There is also an issue surrounding liquidity on the Lightning Network. The amount you have locked into your payment channel is the maximum you can transact with. So if you have 1 BTC in your channel you wont be able to send anything over that amount. In addition to this, a transaction is further limited by the maximum capacity of the route it takes to the recipient. If we use the example of Danny, Chris and Jane from earlier to better explain this. Danny and Chris have a direct payment channel. Jane and Chris also have a direct channel but Danny and Jane don’t have a direct channel. If Danny wants to send 5 BTC to Jane but his channel with Chris has a capacity of 1 BTC in it then it is not possible to send 5 BTC to Jane. This can have a limiting effect on the funds that can be sent through Lightning Network channels.
There are a few other issues that are a lot more technical and are covered well in an article on CoinDesk which I’ll link below.

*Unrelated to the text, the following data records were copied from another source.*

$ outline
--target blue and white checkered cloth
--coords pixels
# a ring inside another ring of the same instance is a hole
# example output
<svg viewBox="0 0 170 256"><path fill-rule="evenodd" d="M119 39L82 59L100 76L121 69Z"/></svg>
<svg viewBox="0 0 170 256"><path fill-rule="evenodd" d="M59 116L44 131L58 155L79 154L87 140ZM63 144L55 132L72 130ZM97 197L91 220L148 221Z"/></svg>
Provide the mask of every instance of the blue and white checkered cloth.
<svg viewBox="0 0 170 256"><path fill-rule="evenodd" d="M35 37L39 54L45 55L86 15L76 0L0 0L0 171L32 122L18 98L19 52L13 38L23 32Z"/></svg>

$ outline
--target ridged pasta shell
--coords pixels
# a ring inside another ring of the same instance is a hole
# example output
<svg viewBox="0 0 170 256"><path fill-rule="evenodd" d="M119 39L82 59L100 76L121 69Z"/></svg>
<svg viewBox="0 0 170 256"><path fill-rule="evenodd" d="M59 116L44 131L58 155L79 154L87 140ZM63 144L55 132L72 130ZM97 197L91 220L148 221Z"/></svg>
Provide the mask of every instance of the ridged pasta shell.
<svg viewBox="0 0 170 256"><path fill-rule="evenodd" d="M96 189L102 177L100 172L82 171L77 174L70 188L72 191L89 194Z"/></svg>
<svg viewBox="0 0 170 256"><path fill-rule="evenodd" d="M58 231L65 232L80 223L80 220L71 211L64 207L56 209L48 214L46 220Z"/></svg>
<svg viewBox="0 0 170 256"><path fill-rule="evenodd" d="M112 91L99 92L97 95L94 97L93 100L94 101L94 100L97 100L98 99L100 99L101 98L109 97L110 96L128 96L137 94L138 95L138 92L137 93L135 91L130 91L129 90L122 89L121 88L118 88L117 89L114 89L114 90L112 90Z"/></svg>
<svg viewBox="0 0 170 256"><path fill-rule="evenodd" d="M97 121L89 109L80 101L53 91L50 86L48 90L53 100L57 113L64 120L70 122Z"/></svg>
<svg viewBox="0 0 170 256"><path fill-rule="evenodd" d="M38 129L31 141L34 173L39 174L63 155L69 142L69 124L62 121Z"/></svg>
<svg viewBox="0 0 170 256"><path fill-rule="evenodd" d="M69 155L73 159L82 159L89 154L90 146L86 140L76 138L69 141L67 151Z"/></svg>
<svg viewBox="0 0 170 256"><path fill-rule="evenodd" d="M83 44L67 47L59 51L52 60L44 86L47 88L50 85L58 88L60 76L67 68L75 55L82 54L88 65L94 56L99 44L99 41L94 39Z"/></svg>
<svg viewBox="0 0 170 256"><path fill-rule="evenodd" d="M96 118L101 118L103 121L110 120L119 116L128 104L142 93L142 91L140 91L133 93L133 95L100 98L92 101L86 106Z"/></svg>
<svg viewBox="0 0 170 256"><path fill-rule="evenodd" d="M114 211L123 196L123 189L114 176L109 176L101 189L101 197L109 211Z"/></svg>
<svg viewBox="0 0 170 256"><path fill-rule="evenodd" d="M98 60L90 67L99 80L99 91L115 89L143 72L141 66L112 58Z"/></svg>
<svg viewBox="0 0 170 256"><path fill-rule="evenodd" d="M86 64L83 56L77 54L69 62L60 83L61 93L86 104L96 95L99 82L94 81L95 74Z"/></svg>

The Lightning Network is a step in the right direction. I think off-chain scaling is the correct route to take when approaching the problem of scalability. However, there are many problems that need addressed before it can be adopted on a wider scale. The centralisation and security issues that arise from trying to scale the network better highlight blockchain trilemma. The blockchain trilemma is a concept that Vitalik Buterin, co-founder of Ethereum, coined. It proposes that blockchain developers are forced to sacrifice one aspect of the triangle for the sake of the other two.